Bengali has a long and complex history dating back to the 12th century BCE and has produced some of the most important literary and religious works in the world.
Bengali traces itself back to the bubbling soup of languages in the Indo-Aryan family that also eventually produced Sanskrit and ultimately Urdu and Hindi, among many others. This bubbling cloud of languages was very volatile and chaotic until the tenth or eleventh century, when something now recognised as Old Bengali emerged, the first version of a language that was clearly distinct from other languages in the area and related directly to what we know as Bengali today. Old Bengali is recorded in just one source: The Charyapada or Charva songs, which are a collection of 48 prayer songs in the Buddhist tradition and are the only examples of written Old Bengali surviving in the world.
Old Bengali mutated into Middle Bengali by the 15th century, and Middle Bengali remained a distinct language until the early 19th century. Middle Bengali survives in written form again mainly in religious texts, and is notable because it was a representation of the spoken Begali vernacular that lacked a standard vocabulary or grammar.
In the early 19th century the first real efforts to codfiy and standardise the Bengali language were made, and these efforts transformed the language into what is known as New Bengali or Modern Bengali.
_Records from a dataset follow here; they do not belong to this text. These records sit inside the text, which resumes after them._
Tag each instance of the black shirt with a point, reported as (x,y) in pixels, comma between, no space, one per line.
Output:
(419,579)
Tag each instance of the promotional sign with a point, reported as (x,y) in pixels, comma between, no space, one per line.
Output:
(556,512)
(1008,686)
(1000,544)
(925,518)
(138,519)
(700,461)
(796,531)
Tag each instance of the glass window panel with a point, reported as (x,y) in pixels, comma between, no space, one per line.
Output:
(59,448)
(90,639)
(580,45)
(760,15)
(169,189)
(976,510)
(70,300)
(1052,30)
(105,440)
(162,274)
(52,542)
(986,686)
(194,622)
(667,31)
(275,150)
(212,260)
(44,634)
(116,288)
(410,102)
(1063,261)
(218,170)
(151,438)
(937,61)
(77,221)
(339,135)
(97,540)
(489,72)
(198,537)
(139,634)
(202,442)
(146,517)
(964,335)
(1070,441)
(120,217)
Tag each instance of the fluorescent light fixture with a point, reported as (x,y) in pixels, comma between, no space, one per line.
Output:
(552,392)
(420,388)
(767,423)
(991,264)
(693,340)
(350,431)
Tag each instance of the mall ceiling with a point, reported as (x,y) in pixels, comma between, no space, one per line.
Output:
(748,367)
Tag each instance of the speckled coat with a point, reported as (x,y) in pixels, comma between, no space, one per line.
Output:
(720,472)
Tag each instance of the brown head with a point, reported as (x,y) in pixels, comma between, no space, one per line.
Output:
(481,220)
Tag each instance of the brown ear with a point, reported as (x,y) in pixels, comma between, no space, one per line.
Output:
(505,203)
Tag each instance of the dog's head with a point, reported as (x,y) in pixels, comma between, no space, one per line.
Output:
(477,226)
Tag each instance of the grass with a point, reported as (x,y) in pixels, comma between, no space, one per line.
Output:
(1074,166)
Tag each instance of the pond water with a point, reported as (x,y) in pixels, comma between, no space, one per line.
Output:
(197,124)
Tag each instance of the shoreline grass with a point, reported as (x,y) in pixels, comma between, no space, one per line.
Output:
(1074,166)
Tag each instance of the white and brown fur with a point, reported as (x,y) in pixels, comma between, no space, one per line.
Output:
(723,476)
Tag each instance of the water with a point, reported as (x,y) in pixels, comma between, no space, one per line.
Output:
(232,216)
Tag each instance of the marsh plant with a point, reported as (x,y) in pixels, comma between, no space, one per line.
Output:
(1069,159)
This, with some small adjustments, is the language that is spoken today by more than 200 million people.
The New Bengali period quickly led to what is known as the Bengali Renassaince, a period of spectacular artistic and literary growth for the Bengali culture. There is little doubt in my mind that there is a clear link between formalising the language and this explosion of artistic production, but there are other aspects; the Bengali Renassaince was also a reaction to centuries of influence by Western cultures who had come to dominate the area.
This also led to a movement in the late 19th and early 20th century to establish Bengali as an official language of the Bengal region, a movement that turned bloody during the 1952 protests prior to Bangladesh’s independence. All of these factors have converged to secure Bengal as one of the most-spoken and most-important languages in the world today.